Like a Susan Greenfield wind-up doll, the Daily Mail recently declared that the internet is bad for our brains:
Is Google rotting your memory? Survey finds adults are becoming more forgetful because it is so easy to look up things on the Internet
The internet could be making us more forgetful, according to a study published yesterday, because it is so easy to ‘Google it’.
The survey of 2,000 adults found fewer than half could name the year that Princess Diana died, even though it only happened in 1997.
Less than one third knew the year in which the Berlin Wall fell and just 50 per cent were aware of when man first walked on the moon.
Source: Daily Mail, 2nd October 2013
Our ability to remember dates is one of the first things to go as our brain rots away due to the corrosive effects of the evil Google – something we should have already been well aware of, after all it’s what Education Secretary Michael Gove has been saying for ages, and he has all manner of PR surveys from commercial enterprises to back up his claims.
So who is the commercial enterprise behind this PR survey?
The research, commissioned by Grant’s Whisky, examined the modern Brit’s knowledge of famous historical events and the years in which they took place.
Grant’s Whisky are telling us Google is rotting our brains? Presumably they also think the part of our brain responsible for recognising hypocrisy is also under attack.
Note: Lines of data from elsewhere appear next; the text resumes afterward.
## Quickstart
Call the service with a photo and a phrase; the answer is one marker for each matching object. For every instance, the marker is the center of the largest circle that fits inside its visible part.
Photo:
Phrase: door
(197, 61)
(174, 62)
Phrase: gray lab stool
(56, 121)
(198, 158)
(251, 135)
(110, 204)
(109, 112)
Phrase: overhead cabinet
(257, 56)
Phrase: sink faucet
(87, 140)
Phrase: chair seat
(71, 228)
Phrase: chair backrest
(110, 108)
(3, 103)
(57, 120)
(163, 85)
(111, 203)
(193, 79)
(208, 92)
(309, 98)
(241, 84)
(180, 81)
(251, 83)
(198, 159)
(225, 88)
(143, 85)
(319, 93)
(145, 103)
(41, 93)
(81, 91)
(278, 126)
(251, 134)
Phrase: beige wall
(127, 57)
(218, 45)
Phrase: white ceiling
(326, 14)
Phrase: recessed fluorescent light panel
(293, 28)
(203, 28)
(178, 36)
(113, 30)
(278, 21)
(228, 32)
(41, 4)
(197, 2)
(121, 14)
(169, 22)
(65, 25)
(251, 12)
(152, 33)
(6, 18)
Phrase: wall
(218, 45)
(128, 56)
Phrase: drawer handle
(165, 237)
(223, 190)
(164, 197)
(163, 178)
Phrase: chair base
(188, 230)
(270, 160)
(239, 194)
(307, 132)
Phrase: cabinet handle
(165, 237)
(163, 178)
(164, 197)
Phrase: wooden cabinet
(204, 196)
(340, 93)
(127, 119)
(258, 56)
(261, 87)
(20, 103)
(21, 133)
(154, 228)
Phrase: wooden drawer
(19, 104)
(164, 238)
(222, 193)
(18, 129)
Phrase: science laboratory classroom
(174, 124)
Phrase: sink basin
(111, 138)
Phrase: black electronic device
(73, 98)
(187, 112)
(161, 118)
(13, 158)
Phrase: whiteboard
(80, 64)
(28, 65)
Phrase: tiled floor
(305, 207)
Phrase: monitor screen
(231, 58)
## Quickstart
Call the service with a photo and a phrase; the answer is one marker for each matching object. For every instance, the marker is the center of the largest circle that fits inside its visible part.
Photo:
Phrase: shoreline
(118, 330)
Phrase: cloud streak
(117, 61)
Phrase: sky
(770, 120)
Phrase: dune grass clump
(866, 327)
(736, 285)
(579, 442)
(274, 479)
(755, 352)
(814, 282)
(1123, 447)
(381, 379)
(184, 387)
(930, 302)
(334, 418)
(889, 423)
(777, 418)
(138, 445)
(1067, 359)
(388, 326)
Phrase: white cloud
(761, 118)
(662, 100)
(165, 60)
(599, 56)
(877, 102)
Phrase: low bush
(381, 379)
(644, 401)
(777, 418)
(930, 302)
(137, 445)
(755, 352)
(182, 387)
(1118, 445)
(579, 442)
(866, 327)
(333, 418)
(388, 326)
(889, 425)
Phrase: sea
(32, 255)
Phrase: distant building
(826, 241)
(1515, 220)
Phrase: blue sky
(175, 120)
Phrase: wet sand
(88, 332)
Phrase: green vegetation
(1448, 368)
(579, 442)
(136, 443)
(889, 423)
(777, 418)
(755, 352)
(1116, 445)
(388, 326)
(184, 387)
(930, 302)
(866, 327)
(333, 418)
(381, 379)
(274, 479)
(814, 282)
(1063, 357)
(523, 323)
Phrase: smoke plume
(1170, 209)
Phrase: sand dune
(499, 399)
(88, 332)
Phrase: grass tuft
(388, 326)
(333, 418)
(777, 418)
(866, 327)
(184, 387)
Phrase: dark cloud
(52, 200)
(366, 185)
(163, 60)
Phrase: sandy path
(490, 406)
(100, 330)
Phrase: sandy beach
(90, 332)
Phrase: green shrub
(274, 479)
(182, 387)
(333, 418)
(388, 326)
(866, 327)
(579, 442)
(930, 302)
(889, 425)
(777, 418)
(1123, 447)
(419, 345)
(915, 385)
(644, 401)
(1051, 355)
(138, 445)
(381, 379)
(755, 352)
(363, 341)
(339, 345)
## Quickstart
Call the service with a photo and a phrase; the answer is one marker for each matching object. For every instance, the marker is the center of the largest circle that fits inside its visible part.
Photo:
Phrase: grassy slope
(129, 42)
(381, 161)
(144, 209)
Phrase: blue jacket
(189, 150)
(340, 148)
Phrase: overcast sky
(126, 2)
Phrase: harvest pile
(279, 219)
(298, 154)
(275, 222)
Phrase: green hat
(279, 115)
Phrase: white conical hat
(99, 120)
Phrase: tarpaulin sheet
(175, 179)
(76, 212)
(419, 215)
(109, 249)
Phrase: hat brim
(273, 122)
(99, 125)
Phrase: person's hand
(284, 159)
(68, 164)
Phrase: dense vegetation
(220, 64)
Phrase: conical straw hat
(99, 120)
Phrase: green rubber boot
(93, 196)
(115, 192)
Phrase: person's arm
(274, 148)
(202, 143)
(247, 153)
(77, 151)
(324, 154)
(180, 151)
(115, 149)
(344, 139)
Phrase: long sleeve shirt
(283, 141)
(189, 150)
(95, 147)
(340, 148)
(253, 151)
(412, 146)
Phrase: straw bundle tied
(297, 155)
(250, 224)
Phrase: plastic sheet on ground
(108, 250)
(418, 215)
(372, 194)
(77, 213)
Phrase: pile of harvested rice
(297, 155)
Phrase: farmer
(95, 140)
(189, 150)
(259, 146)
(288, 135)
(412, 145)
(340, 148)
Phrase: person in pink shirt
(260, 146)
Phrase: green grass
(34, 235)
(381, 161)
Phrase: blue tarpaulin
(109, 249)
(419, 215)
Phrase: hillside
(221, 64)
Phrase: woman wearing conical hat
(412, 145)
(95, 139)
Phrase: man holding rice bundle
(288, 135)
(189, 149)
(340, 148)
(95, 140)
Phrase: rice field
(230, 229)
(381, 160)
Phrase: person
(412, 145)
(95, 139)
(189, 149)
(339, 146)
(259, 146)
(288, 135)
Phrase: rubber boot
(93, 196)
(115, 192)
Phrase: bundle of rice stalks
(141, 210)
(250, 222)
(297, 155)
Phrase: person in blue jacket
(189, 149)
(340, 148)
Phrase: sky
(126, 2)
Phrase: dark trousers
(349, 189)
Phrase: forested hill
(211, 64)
The study launches Grant’s ‘Read All About It’ campaign which will offer purchasers of every special bottle, a free newspaper front page reprint from any date in history since 1903.
A spokesman for Grant’s Whisky said: ‘Certain dates are impressed upon us a lot at school and tend to stick but clearly the art for remembering dates fades and it seems we are now retaining less.
‘Perhaps the ability to know the exact dates of things isn’t so crucial, but it’s important the human stories behind those events don’t get lost and we never stop appreciating what’s happened before.’
So, when you see Michael Gove using this story to justify changes to the National Curriculum, perhaps you’ll join me in raising a glass to Grant’s Whisky.
UPDATE: For those who are interested, and hadn’t already assumed it to be the case, this ‘research’ was conducted by Bad PR regulars OnePoll, with the Daily Mail using 62% of the original press release.